类似的解决方案,但相当透明(我认为)。您可以获得完整列表或唯一列表。
df = pd.DataFrame({'A':[1,1,2,2,2,3,3,3,4,5],
'B':[6,7, 8,8,9, 9,9,10,11,12],
'C':['foo']*10})
df
Out[24]:
A B C
0 1 6 foo
1 1 7 foo
2 2 8 foo
3 2 8 foo
4 2 9 foo
5 3 9 foo
6 3 9 foo
7 3 10 foo
8 4 11 foo
9 5 12 foo
list_agg = df.groupby(by='A').agg({'B':lambda x: list(x),
'C':lambda x: tuple(x)})
list_agg
Out[26]:
C B
A
1 (foo, foo) [6, 7]
2 (foo, foo, foo) [8, 8, 9]
3 (foo, foo, foo) [9, 9, 10]
4 (foo,) [11]
5 (foo,) [12]
unique_list_agg = df.groupby(by='A').agg({'B':lambda x: list(pd.unique(x)),
'C':lambda x: tuple(pd.unique(x))})
unique_list_agg
Out[28]:
C B
A
1 (foo,) [6, 7]
2 (foo,) [8, 9]
3 (foo,) [9, 10]
4 (foo,) [11]
5 (foo,) [12]
回答by SummmerFort
df2 = df.groupby('A').aggregate(lambda tdf: tdf.unique().tolist())
This seems to work perfect, but the resultant dataframe has two layers of columns and df.columns shows only one column in the dataframe.

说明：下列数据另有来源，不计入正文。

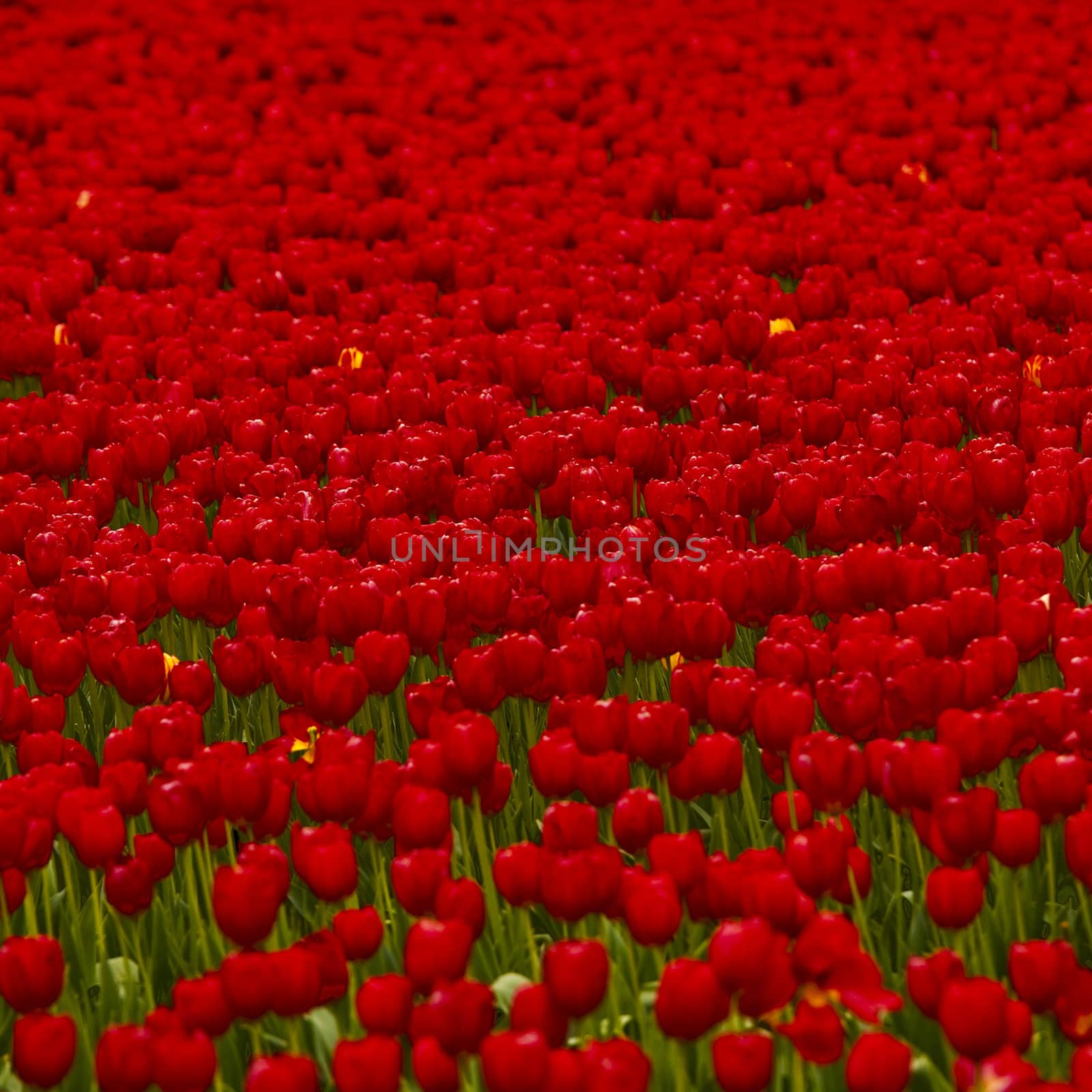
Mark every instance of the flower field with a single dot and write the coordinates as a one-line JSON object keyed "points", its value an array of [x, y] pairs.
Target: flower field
{"points": [[546, 547]]}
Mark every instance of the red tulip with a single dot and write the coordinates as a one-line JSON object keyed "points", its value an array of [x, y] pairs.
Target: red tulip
{"points": [[576, 975], [877, 1063], [369, 1065], [973, 1015], [743, 1063], [43, 1048]]}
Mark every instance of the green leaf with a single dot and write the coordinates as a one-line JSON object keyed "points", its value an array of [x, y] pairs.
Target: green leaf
{"points": [[506, 988], [326, 1035]]}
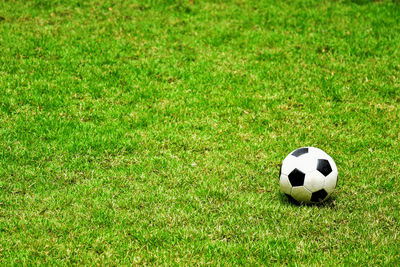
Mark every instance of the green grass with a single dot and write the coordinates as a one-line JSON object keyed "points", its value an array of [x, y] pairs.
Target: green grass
{"points": [[151, 132]]}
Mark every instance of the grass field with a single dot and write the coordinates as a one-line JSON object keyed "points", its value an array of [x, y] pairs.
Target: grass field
{"points": [[152, 132]]}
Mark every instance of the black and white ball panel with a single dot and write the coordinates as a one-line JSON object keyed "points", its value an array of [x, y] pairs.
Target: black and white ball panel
{"points": [[308, 174]]}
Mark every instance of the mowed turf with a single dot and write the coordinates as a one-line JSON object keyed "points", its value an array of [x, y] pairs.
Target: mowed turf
{"points": [[151, 132]]}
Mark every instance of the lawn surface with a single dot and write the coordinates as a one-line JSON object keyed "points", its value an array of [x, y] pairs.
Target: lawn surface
{"points": [[151, 132]]}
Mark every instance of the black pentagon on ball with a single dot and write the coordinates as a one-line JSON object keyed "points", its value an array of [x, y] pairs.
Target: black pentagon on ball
{"points": [[296, 177], [324, 167], [300, 151], [318, 196]]}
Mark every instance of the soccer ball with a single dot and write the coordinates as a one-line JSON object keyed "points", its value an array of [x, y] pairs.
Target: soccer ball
{"points": [[308, 175]]}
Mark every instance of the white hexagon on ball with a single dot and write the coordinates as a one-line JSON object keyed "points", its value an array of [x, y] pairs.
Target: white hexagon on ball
{"points": [[308, 175]]}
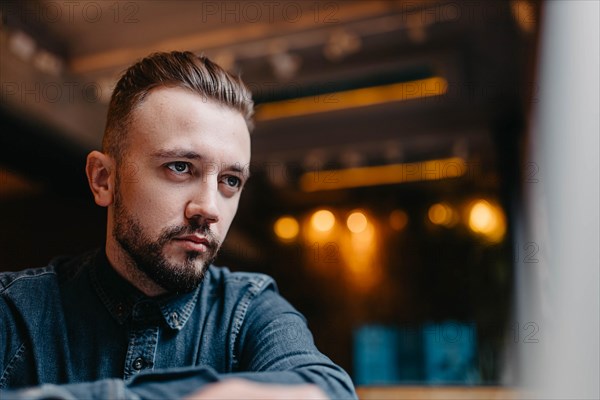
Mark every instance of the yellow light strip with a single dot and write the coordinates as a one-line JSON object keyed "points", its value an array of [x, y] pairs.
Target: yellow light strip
{"points": [[428, 87], [383, 175]]}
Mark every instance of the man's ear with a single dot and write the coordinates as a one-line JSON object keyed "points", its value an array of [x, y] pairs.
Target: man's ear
{"points": [[100, 170]]}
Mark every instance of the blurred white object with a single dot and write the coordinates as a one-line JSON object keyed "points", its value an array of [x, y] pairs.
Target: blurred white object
{"points": [[560, 292]]}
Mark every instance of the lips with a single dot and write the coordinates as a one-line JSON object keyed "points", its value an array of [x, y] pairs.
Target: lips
{"points": [[193, 242]]}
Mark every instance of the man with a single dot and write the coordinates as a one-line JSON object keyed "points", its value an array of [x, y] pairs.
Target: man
{"points": [[148, 316]]}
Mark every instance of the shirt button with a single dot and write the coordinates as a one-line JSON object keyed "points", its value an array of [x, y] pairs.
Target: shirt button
{"points": [[175, 317], [138, 363]]}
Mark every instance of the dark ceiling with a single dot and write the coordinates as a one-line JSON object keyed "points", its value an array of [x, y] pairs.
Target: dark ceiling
{"points": [[59, 61]]}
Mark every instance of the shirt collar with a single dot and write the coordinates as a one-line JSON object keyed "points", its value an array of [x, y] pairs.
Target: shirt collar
{"points": [[125, 302]]}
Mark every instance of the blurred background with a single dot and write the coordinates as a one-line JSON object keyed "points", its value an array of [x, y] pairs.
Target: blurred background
{"points": [[424, 177]]}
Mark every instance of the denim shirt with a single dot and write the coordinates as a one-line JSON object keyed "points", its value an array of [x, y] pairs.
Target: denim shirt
{"points": [[79, 330]]}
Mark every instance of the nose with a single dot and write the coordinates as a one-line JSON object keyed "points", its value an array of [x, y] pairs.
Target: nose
{"points": [[203, 204]]}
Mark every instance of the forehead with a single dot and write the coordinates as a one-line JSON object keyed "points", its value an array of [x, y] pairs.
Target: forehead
{"points": [[171, 118]]}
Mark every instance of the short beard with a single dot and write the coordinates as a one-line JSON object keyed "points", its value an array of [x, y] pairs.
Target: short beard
{"points": [[148, 256]]}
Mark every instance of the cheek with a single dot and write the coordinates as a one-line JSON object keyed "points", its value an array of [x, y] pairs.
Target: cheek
{"points": [[153, 207]]}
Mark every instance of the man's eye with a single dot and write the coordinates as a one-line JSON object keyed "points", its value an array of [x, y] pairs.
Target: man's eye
{"points": [[179, 167], [233, 181]]}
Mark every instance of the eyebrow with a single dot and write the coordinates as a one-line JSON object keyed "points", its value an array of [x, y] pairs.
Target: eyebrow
{"points": [[177, 153], [192, 155]]}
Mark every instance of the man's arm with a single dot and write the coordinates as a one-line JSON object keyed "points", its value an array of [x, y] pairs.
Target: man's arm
{"points": [[274, 347]]}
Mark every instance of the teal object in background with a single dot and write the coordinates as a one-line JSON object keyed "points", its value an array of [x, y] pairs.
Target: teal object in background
{"points": [[434, 353]]}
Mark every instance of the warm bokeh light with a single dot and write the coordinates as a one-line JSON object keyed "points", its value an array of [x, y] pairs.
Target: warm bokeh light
{"points": [[441, 214], [286, 228], [357, 222], [487, 219], [398, 220], [322, 220]]}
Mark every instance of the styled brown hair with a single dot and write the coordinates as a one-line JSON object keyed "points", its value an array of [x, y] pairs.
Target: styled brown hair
{"points": [[175, 69]]}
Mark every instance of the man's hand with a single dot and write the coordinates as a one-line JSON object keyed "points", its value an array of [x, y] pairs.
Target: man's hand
{"points": [[242, 389]]}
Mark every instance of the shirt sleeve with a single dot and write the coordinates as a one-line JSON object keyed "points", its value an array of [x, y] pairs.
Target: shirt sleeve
{"points": [[276, 346]]}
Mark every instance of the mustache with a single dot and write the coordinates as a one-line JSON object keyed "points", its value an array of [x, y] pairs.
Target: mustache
{"points": [[174, 232]]}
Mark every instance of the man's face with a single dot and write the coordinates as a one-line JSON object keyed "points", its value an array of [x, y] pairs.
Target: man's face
{"points": [[178, 186]]}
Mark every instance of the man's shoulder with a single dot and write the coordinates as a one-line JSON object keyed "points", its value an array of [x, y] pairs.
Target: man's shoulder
{"points": [[29, 276], [253, 281], [57, 270]]}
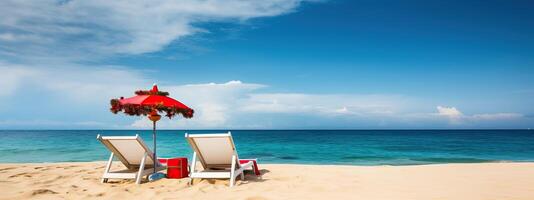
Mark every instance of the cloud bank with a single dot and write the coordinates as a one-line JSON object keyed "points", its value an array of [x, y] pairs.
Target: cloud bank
{"points": [[81, 30]]}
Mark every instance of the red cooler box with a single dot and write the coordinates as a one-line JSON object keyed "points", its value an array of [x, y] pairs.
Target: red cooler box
{"points": [[176, 167]]}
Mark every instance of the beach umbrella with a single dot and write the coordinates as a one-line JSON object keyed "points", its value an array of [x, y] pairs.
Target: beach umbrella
{"points": [[150, 103]]}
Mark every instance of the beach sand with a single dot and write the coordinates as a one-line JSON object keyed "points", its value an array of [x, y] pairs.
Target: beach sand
{"points": [[81, 180]]}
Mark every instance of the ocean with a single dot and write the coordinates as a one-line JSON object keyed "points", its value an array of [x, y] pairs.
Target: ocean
{"points": [[331, 147]]}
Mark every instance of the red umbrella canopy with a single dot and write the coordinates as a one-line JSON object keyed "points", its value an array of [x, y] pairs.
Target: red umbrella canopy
{"points": [[147, 101]]}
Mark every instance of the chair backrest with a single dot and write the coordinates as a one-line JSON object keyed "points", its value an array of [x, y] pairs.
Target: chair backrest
{"points": [[129, 150], [213, 150]]}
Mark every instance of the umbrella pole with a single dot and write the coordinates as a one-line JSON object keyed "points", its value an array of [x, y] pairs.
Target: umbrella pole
{"points": [[154, 139]]}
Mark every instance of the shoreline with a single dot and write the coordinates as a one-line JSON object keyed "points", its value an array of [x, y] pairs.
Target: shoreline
{"points": [[79, 180]]}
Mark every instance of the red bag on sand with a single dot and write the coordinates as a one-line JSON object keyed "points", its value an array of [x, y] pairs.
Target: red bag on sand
{"points": [[255, 165], [176, 167]]}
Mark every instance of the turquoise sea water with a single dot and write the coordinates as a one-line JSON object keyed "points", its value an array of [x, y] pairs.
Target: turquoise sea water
{"points": [[350, 147]]}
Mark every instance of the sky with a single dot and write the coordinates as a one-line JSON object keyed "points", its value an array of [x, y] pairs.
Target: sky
{"points": [[270, 64]]}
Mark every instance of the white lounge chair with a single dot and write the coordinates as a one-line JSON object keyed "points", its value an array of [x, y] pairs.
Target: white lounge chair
{"points": [[133, 153], [218, 156]]}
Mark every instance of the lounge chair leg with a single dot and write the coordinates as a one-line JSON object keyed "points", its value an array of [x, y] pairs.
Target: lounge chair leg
{"points": [[108, 167], [141, 169], [232, 172]]}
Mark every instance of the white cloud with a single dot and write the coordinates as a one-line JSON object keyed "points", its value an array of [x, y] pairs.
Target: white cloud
{"points": [[457, 117], [497, 116], [78, 96], [87, 29], [449, 112]]}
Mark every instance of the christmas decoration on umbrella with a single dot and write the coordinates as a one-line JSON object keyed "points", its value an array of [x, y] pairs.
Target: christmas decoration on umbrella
{"points": [[150, 103]]}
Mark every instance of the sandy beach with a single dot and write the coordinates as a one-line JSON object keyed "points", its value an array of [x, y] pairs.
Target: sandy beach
{"points": [[80, 180]]}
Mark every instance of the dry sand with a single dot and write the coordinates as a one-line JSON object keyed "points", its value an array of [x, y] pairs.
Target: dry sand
{"points": [[447, 181]]}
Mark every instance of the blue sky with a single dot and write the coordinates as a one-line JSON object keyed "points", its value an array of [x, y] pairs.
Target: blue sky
{"points": [[270, 64]]}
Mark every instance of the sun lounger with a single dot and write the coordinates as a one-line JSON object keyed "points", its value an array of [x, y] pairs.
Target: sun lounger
{"points": [[133, 153], [218, 156]]}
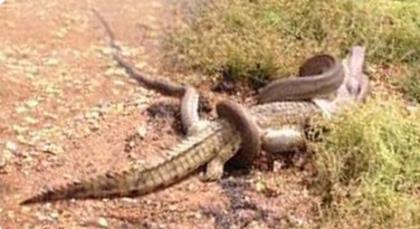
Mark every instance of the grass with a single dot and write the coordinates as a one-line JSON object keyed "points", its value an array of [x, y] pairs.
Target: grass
{"points": [[411, 84], [369, 163], [266, 38], [368, 167]]}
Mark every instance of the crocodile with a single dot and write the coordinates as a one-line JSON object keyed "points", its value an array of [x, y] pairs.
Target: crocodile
{"points": [[213, 145], [278, 125]]}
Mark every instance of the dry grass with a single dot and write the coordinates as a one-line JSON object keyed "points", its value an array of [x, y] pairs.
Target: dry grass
{"points": [[368, 166], [267, 38]]}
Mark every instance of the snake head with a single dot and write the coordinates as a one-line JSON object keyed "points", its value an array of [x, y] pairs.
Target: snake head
{"points": [[355, 87]]}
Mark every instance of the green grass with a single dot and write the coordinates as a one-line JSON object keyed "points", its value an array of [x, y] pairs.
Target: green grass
{"points": [[369, 163], [369, 167], [265, 38], [411, 83]]}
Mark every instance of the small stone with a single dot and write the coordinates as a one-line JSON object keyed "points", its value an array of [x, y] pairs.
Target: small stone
{"points": [[32, 103], [20, 109], [102, 222], [142, 131], [11, 146], [19, 129], [51, 62], [54, 215]]}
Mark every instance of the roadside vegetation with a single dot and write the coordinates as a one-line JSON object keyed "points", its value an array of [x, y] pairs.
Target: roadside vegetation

To correct this, use:
这似乎很完美,但结果数据帧有两层列,而 df.columns 仅显示数据帧中的一列。要纠正此问题,请使用:
df2_copy=df2.copy()
df2_copy = df2_copy.reset_index(col_level=0)
You can view the column levels using: df2_copy.columns=df2_copy.columns.get_level_values(0)
您可以使用以下方法查看列级别:df2_copy.columns=df2_copy.columns.get_level_values(0)
the df2_copy()should solve this.
对df2_copy()应该解决这个问题。